Network Configuration

This chapter describes key network considerations and instructions for the DGX A100 System.

Configuring Network Proxies

If your network requires use of a proxy server, you will need to set up configuration files to ensure the DGX A100 System communicates through the proxy.

For the OS and Most Applications

Edit the /etc/environment file and add the following proxy addresses to the file, below the PATH line.

http_proxy="http://<username>:<password>@<host>:<port>/"
ftp_proxy="ftp://<username>:<password>@<host>:<port>/";
https_proxy="https://<username>:<password>@<host>:<port>/";
no_proxy="localhost,127.0.0.1,localaddress,.localdomain.com"
HTTP_PROXY="http://<username>:<password>@<host>:<port>/"
FTP_PROXY="ftp://<username>:<password>@<host>:<port>/";
HTTPS_PROXY="https://<username>:<password>@<host>:<port>/";
NO_PROXY="localhost,127.0.0.1,localaddress,.localdomain.com"
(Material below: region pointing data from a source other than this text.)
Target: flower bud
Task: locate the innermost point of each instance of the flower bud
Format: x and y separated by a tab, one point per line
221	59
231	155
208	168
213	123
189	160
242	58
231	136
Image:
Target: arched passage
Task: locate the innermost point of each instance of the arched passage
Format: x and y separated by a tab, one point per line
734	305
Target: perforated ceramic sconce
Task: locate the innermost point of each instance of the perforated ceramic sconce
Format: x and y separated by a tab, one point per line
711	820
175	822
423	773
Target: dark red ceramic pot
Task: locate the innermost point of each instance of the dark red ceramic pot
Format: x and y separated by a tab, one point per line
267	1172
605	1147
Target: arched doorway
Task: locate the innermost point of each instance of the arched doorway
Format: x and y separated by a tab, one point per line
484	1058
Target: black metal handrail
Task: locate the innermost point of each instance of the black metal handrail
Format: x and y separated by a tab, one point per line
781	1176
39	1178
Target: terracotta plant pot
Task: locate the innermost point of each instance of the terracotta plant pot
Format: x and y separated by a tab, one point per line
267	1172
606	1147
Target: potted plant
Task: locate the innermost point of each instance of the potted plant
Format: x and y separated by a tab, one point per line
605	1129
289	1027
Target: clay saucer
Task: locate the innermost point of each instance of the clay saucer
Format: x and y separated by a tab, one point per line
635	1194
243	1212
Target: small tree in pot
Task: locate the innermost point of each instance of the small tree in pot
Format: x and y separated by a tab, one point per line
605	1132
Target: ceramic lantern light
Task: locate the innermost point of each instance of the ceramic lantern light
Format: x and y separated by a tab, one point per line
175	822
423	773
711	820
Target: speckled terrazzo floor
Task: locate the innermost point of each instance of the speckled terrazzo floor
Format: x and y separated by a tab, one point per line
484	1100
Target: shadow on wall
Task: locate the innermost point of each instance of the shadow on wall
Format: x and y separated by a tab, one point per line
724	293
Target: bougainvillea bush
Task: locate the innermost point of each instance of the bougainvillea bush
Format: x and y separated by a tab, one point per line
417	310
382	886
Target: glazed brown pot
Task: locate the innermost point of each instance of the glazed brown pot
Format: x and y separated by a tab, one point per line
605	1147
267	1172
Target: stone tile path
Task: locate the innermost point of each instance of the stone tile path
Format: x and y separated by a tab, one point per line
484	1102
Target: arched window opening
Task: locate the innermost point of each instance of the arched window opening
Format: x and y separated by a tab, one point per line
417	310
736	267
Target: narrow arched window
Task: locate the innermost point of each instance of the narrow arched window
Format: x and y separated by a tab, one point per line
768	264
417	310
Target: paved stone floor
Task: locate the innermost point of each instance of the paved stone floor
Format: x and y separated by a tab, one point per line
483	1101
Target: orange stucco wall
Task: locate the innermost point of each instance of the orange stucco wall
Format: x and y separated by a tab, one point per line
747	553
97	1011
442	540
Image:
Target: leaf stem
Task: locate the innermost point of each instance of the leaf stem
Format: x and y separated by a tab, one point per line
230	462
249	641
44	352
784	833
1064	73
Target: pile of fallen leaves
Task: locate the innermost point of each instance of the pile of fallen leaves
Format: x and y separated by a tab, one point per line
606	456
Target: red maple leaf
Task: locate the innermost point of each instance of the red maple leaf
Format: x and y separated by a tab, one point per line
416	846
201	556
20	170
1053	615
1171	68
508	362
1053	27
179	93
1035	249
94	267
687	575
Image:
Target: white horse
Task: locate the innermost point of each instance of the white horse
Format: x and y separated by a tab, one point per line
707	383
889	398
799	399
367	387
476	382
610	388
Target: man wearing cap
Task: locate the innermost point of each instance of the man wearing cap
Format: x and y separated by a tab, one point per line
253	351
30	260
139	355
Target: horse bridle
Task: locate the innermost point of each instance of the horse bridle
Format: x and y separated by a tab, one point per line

Where username and password are optional. Refer to the following example:

http_proxy="http://myproxy.server.com:8080/"
ftp_proxy="ftp://myproxy.server.com:8080/";
https_proxy="https://myproxy.server.com:8080/";

For apt

Edit (or create) the /etc/apt/apt.conf.d/myproxy proxy file and include the following lines:

Acquire::http::proxy "http://<username>:<password>@<host>:<port>/";
Acquire::ftp::proxy "ftp://<username>:<password>@<host>:<port>/";
Acquire::https::proxy "https://<username>:<password>@<host>:<port>/";

Where username and password are optional. Refer to the following example:

Acquire::http::proxy "http://myproxy.server.com:8080/";
Acquire::ftp::proxy "ftp://myproxy.server.com:8080>/";
Acquire::https::proxy "https://myproxy.server.com:8080/";

For Docker

To ensure that Docker can access the NGC container registry through a proxy, Docker uses environment variables. For best practice recommendations on configuring proxy environment variables for Docker, see https://docs.docker.com/.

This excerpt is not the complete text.